From Ocean Navigator #90
May/June 1998
Contemporary owners of sailing vessels rarely give much thoughtto their boat’s lightning protection system until they see the flashes of an approaching storm. Even those who have equipped their boats with lightning protection perhaps don’t know that they owe their protection to an investigator named W. T. Harris. Harris looked long and carefully at the dreadful effects of lightning strikes at sea in 1832-34, and brought forth a scientific theory and then a physical solution for control of this phenomenon aboard ship.
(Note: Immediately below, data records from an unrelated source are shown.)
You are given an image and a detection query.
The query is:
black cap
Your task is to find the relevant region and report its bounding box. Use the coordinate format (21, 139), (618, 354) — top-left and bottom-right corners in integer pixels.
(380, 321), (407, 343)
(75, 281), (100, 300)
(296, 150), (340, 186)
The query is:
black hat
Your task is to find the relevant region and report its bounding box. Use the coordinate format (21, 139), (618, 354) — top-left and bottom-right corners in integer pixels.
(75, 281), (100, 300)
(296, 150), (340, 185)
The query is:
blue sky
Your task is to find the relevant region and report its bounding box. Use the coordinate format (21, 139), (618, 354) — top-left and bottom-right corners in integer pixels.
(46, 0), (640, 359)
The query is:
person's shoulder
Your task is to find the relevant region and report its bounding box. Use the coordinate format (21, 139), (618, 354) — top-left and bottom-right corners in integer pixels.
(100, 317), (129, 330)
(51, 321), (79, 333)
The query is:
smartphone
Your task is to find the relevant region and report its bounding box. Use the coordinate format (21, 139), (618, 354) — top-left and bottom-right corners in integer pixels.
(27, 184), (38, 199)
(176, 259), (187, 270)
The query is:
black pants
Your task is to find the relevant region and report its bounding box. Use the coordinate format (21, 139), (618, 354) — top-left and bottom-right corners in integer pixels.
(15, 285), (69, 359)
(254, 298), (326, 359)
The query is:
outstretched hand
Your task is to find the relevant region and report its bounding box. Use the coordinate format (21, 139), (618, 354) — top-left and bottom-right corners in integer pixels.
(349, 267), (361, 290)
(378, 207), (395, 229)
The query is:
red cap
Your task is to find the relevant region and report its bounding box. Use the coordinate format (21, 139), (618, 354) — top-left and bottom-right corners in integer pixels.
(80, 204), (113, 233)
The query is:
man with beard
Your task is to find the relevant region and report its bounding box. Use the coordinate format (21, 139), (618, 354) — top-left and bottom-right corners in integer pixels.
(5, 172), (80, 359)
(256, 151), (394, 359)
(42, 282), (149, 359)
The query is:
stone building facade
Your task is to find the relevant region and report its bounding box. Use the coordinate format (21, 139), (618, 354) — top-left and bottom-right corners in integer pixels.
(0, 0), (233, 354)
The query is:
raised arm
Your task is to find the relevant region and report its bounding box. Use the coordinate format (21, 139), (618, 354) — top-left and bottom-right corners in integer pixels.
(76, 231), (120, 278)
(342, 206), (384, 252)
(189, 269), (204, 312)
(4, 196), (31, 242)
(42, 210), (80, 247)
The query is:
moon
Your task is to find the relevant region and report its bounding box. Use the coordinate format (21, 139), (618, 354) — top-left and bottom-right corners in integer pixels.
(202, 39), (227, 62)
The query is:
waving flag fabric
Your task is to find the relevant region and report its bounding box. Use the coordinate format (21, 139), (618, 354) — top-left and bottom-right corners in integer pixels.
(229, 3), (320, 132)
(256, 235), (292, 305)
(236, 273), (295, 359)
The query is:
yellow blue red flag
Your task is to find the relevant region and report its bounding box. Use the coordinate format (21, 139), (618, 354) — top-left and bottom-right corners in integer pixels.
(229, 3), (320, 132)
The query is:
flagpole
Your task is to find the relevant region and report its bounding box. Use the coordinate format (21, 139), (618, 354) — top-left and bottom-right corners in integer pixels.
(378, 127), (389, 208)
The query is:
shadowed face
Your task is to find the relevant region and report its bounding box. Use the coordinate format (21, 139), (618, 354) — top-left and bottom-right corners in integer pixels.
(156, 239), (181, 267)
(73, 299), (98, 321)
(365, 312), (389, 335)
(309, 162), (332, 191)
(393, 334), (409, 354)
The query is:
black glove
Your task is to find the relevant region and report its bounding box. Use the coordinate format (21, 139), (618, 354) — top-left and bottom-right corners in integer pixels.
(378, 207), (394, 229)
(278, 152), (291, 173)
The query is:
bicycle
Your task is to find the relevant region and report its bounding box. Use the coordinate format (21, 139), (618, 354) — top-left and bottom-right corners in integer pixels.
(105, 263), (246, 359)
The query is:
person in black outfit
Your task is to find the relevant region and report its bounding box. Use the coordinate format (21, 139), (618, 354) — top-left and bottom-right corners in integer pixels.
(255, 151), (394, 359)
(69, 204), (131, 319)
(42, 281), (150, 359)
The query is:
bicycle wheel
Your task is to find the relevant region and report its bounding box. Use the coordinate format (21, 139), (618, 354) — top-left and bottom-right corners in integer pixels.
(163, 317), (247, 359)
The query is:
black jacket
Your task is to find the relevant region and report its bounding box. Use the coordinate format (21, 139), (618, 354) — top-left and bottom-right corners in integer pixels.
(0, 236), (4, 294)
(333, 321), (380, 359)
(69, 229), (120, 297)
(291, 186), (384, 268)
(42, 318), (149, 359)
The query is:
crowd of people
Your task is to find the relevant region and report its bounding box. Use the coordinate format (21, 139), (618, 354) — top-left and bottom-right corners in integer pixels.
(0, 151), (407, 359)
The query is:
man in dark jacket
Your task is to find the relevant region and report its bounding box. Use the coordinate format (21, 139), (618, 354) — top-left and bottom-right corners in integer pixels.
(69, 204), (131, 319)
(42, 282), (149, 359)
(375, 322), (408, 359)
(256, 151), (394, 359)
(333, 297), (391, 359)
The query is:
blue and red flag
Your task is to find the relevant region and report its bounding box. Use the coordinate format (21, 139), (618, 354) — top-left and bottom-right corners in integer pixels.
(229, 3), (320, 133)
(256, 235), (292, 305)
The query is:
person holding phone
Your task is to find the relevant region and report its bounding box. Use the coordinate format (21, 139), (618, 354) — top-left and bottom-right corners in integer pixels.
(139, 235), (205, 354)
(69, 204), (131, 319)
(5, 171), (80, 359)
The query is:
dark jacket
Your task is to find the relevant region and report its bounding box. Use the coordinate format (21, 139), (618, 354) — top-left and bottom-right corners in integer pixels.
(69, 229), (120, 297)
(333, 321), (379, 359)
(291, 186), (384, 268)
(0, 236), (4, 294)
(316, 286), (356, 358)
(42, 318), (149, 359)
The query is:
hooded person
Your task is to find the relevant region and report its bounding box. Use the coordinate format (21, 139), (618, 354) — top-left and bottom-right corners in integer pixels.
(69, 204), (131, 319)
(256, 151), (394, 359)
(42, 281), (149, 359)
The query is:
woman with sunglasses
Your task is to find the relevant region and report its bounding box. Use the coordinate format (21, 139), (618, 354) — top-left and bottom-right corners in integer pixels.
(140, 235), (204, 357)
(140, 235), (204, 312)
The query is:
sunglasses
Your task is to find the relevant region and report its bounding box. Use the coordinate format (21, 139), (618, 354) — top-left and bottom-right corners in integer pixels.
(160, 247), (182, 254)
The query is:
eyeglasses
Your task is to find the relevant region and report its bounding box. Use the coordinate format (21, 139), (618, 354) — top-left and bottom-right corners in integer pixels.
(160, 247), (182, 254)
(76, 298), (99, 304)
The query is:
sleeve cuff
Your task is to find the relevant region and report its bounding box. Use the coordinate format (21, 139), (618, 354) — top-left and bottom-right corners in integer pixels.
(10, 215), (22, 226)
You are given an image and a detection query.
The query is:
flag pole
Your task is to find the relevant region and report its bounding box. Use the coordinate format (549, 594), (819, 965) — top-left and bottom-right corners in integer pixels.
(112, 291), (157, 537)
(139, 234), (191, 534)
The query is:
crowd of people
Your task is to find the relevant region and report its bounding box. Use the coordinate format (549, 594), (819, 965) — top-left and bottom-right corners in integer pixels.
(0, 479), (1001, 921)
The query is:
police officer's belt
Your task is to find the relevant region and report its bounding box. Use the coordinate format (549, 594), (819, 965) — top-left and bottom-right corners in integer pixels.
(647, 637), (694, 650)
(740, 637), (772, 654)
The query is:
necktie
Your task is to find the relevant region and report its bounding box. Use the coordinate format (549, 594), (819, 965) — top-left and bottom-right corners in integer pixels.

Lightning protection plans are included in these drawings of an 19th-century frigate.
   Image Credit: Courtesy Gregory Dill

Harris began serious investigations into the nature of lightning phenomena by studying the writings of earlier natural philosophers, including Ben Franklin, who proposed the use of lightning arrestors on buildings to safely lead the “electric fluid” to the ground during storms. He also studied the effects of strikes on hundreds of vessels such as the American ship, Amphion, which sailed for Rio de Janeiro in 1822. Amphion received a lightning strike on her mizzenmast, destroying her compasses, bulkheads, and rudder trunk, as well as most of her cabin furniture, before passing out through the quarter into the sea. The Royal Navy’s HMS Duke, 90 guns, was similarly struck by a bolt at the island of Martinique in 1793, while engaging an enemy shore battery. Duke suffered heavy damage, including the disintegration of her main-topmast, and severe damage to the crew’s morale when they witnessed what appeared to be God’s intervention on behalf of the enemy.

Harris successfully enquired “how far it is possible to carry the violent operation of discharges on shipboard,” and proposed “to perfect (improve) the conducting power of the masts together with that of the rigging by efficient copper conductors,” which were connected by copper wires to copper sheets on the bottom of the vessel. He further proposed “to connect in a similar way, all the detached metal bodies of the ship, both with each other and the general (grounding) system. . .” to complete “the conducting power of the whole mass, and remove all resistance to the process of electrical diffusion.” Estimates for installing Harris’s lightning protection system on a first rate naval ship of 120 guns were £ 60 for labor and £ 306 for copper materials. While this was a small fortune in 1834, it seemed money well spent to protect a man-of-war, which, when fully equipped, could be worth as much as £110,000. Even today, the protection from a boat grounding system based on the ideas of Harris justifies the expenses involved.